Hoje, a praga da dança costuma ser associada às doenças psicogênicas de massa, em que muitos apresentam sintomas físicos sem causa orgânica única. Nesses quadros, o contexto social tenso e o poder de sugestão são fundamentais para disparar comportamentos corporais extremos.

Pesquisadores como John Waller descrevem a coreomania como epidemia psíquica, influenciada por fome, pobreza, medo de castigos sobrenaturais e ausência de explicações científicas.

Assim, o corpo passa a funcionar como linguagem coletiva, expressando angústias que não encontram outro canal.

Por que a praga da dança ainda inspira arte e cultura?

Mesmo com lacunas históricas, o episódio continua a alimentar a imaginação de artistas, escritores e cineastas. A imagem de uma multidão dançando até o limite físico reúne temas como liberdade, descontrole e protesto contra normas rígidas.

Após a pandemia de covid-19, cresceu o interesse por narrativas em que o corpo coletivo volta a ocupar praças e palcos, explorando luto, repressão religiosa, autonomia feminina e desejo de comunidade em músicas, romances e produções cênicas.

O canal O Covil contou a história dessa epidemia, em um vídeo com mais de 200 mil visualizações:

Que questões contemporâneas a praga da dança suscita?
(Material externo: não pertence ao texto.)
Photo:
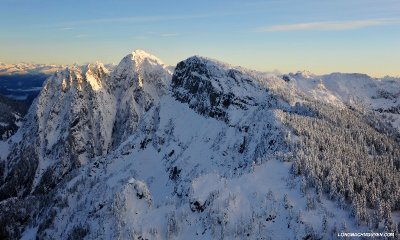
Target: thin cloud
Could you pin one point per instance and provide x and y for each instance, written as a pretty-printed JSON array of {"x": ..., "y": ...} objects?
[
  {"x": 168, "y": 34},
  {"x": 331, "y": 25},
  {"x": 141, "y": 19},
  {"x": 66, "y": 28},
  {"x": 81, "y": 36},
  {"x": 139, "y": 37}
]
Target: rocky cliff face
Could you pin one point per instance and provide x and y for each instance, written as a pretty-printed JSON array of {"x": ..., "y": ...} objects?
[
  {"x": 81, "y": 113},
  {"x": 210, "y": 152}
]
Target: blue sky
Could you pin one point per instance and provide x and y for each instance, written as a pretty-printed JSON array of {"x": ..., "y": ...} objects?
[{"x": 317, "y": 35}]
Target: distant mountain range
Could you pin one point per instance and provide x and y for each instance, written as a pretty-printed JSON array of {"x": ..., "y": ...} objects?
[{"x": 202, "y": 150}]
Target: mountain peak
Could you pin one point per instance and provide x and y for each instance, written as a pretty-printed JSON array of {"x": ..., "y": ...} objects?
[{"x": 140, "y": 55}]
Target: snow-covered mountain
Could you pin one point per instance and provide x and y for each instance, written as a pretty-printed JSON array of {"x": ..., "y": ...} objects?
[
  {"x": 29, "y": 68},
  {"x": 11, "y": 115},
  {"x": 381, "y": 95},
  {"x": 210, "y": 151}
]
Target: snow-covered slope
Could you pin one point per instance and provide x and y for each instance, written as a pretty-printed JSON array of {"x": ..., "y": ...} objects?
[
  {"x": 207, "y": 153},
  {"x": 381, "y": 95},
  {"x": 29, "y": 68},
  {"x": 81, "y": 113}
]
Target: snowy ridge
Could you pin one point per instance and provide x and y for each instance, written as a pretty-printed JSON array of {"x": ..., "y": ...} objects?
[
  {"x": 80, "y": 114},
  {"x": 381, "y": 95},
  {"x": 210, "y": 152},
  {"x": 29, "y": 68}
]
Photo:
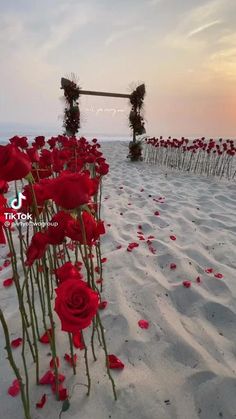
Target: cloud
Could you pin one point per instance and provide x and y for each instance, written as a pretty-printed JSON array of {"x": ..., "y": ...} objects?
[
  {"x": 203, "y": 28},
  {"x": 196, "y": 21},
  {"x": 117, "y": 35}
]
A história da epidemia de dança de Estrasburgo convida a refletir sobre como sociedades lidam com corpos que escapam ao controle esperado, especialmente os de grupos marginalizados.

A rotulagem de certos comportamentos como histeria ou desvio serviu, em muitos contextos, para desqualificar protestos e rituais.

No imaginário atual, a coreomania mistura loucura, fome, fé, protesto, liberdade e prazer, funcionando como lente para analisar relações entre poder, religião, gênero e expressão física em tempos de vigilância crescente e desejo intenso de conexão coletiva.